Il m’a entretenu des difficultés que comportait la mission sacrée du moudjahid, le «combattant sur le droit chemin de Dieu». Avec un après-midi d’avance sur notre voyage, il m’a expliqué que le monde ne le comprenait pas. «Ce doit être d’autant plus difficile quand le monde entier veut votre peau, lui ai-je dit. Sans compter vos problèmes avec l’Etat islamique. Et j’imagine que Bachar el-Assad aussi veut vous tuer.»

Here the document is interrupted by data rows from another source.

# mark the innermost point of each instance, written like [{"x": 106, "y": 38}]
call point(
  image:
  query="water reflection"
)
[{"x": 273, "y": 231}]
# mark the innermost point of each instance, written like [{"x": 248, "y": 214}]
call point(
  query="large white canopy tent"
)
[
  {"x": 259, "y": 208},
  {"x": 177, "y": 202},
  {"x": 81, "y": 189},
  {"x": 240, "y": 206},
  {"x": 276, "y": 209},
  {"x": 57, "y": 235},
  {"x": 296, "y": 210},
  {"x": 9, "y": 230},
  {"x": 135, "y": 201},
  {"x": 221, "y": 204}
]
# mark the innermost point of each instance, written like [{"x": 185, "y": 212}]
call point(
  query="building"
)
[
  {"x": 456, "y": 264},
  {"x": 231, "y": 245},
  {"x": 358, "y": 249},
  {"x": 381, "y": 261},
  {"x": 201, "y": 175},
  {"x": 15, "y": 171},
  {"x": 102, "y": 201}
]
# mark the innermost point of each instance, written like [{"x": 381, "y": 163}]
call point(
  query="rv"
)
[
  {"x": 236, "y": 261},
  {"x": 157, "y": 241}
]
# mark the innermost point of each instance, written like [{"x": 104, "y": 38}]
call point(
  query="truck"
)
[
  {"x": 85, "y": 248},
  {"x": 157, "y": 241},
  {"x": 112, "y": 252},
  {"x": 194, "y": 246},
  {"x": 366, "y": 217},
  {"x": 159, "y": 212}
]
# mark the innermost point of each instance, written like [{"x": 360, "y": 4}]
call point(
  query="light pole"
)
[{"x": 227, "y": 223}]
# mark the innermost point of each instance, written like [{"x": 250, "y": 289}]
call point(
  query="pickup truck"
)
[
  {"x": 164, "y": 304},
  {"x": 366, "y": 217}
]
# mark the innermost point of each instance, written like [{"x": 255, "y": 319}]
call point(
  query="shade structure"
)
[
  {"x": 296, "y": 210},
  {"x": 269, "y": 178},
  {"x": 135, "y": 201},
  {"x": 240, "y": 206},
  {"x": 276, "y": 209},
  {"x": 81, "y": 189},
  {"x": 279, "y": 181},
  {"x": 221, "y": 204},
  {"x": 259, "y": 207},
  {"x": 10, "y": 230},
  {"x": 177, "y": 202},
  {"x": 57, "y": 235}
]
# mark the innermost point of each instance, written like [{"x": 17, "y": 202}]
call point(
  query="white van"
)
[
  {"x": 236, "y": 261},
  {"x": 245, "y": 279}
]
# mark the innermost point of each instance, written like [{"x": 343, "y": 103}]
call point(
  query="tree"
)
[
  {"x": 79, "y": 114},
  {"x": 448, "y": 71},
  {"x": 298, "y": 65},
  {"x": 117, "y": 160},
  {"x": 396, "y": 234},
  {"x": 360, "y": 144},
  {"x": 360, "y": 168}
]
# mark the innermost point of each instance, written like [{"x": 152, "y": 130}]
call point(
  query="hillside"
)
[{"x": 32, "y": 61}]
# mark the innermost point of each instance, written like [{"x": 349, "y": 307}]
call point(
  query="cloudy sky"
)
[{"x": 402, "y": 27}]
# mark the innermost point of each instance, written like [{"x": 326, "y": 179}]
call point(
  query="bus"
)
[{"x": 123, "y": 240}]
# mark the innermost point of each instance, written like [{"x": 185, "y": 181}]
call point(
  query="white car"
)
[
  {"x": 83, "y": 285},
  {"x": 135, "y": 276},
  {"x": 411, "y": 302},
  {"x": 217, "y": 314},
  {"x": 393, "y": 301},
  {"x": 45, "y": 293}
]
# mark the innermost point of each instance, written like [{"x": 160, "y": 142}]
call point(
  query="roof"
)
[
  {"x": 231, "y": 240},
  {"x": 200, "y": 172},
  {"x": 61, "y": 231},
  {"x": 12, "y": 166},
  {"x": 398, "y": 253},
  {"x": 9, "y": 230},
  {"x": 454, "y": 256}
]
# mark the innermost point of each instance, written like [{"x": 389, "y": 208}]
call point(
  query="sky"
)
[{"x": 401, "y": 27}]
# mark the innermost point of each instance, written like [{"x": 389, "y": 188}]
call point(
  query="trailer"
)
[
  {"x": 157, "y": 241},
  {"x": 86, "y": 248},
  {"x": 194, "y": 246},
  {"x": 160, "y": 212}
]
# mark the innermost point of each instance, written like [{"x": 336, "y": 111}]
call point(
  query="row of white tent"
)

«Oui, m’a-t-il répondu. C’est vrai. Mais le pire, c’est l’Etat islamique. Ils m’ont rendu très triste.» Il a soupiré, l’humeur était à la résignation. Les jours suivants, il tentait souvent de réconforter ses lieutenants en leur racontant des histoires drôles, et les rassérénait en se moquant ouvertement des chefs ennemis ou des imams. En ce qui me concerne, il me parlait de mon futur de reporter: selon lui, je deviendrais un spécialiste d’Al-Qaïda. Je serais le premier journaliste à raconter la vérité au monde à propos du djihad en Syrie. «Volontiers», lui répondais-je. Après notre première conversation, il s’assurait que je sois systématiquement à ses côtés à l’arrière de son pickup, ou dans le camion suivant.